We also added the option to create a saved profile, which allows contributors to keep track of their progress and metrics across multiple languages. Providing some optional demographic profile information also improves the audio data used in training speech recognition accuracy.
Empower decentralized product innovation: a marathon rather than a sprint
Mozilla aims to contribute to a more diverse and innovative voice technology ecosystem. Our goal is to both release voice-enabled products ourselves, while also supporting researchers and smaller players. Providing data through Common Voice is one part of this, as are the open source Speech-to-Text and Text-to-Speech engines and trained models through project DeepSpeech, driven by our Machine Learning Group.
We know this will take time, and we believe releasing early and working in the open can attract the involvement and feedback of technologists, organisations, and companies that will make these projects more relevant and robust. The current reality for both projects is that they are still in their research phase, with DeepSpeech making strong progress toward productization.

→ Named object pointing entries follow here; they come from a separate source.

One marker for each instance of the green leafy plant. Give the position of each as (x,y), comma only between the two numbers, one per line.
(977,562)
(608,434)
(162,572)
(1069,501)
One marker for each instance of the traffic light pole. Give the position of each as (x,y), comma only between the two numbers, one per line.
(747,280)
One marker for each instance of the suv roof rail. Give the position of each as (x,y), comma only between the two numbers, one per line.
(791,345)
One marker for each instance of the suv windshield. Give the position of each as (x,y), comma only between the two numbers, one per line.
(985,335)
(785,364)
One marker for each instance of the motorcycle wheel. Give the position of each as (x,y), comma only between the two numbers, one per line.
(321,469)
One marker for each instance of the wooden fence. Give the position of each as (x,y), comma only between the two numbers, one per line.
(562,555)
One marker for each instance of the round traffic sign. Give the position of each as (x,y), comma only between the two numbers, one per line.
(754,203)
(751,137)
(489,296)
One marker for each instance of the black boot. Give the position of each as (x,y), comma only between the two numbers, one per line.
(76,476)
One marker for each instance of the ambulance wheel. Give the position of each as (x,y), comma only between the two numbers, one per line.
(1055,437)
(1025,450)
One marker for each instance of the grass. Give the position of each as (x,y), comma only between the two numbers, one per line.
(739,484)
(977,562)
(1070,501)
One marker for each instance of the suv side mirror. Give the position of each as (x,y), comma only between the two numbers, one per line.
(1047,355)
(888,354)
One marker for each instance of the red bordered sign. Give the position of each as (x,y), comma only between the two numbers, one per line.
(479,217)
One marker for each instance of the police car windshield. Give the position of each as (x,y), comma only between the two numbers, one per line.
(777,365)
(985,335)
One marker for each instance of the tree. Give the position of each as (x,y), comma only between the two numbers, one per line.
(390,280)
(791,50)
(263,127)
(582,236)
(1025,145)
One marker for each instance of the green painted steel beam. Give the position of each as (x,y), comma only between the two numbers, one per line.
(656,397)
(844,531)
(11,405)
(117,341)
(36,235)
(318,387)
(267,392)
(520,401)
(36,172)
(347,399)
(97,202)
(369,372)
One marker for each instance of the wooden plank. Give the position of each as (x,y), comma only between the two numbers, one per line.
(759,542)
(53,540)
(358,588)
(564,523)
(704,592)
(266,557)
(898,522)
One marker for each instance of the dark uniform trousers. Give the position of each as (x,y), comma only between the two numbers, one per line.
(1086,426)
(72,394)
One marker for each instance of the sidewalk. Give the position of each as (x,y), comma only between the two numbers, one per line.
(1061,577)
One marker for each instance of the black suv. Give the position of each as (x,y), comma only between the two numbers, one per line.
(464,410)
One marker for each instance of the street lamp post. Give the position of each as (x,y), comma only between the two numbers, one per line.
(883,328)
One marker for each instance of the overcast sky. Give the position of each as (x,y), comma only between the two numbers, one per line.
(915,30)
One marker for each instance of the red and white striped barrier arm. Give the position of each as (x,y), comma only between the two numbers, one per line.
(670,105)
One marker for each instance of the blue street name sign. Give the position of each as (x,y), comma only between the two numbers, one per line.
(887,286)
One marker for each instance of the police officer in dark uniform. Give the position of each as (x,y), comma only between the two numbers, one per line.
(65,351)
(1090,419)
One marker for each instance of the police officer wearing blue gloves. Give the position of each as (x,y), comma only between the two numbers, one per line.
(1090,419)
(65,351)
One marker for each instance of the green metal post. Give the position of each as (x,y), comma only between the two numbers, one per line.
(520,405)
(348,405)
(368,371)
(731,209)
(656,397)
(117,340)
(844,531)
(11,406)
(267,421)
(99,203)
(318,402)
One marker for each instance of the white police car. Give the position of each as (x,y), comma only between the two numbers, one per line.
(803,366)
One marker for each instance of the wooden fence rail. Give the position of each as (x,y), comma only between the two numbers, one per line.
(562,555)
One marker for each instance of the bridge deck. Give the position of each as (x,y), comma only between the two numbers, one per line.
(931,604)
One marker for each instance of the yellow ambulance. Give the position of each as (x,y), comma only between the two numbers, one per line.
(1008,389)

To date, with data from Common Voice and other sources, DeepSpeech is technically capable to convert speech to text with human accuracy and “live”, i.e. in realtime as the audio is being streamed. This allows transcription of lectures, phone conversations, television programs, radio shows, and and other live streams all as they are happening.
The DeepSpeech engine is already being used by a variety of non-Mozilla projects: For example in Mycroft, an open source voice based assistant; in Leon, an open-source personal assistant; in FusionPBX, a telephone switching system installed at and serving a private organization to transcribe phone messages. In the future Deep Speech will target smaller platform devices, such as smartphones and in-car systems, unlocking product innovation in and outside of Mozilla.
For Common Voice, our focus in 2018 was to build out the concept, make it a tool for any language community to use, optimise the website, and build a robust backend (for example, the accounts system). Over the coming months we will focus efforts on experimenting with different approaches to increase the quantity and quality of data we are able to collect, both through community efforts as well as new partnerships.
Our overall aim remains: Providing more and better data to everyone in the world who seeks to build and use voice technology. Because competition and openness are healthy for innovation. Because smaller languages are an issue of access and equity. Because privacy and control matters, especially over your voice.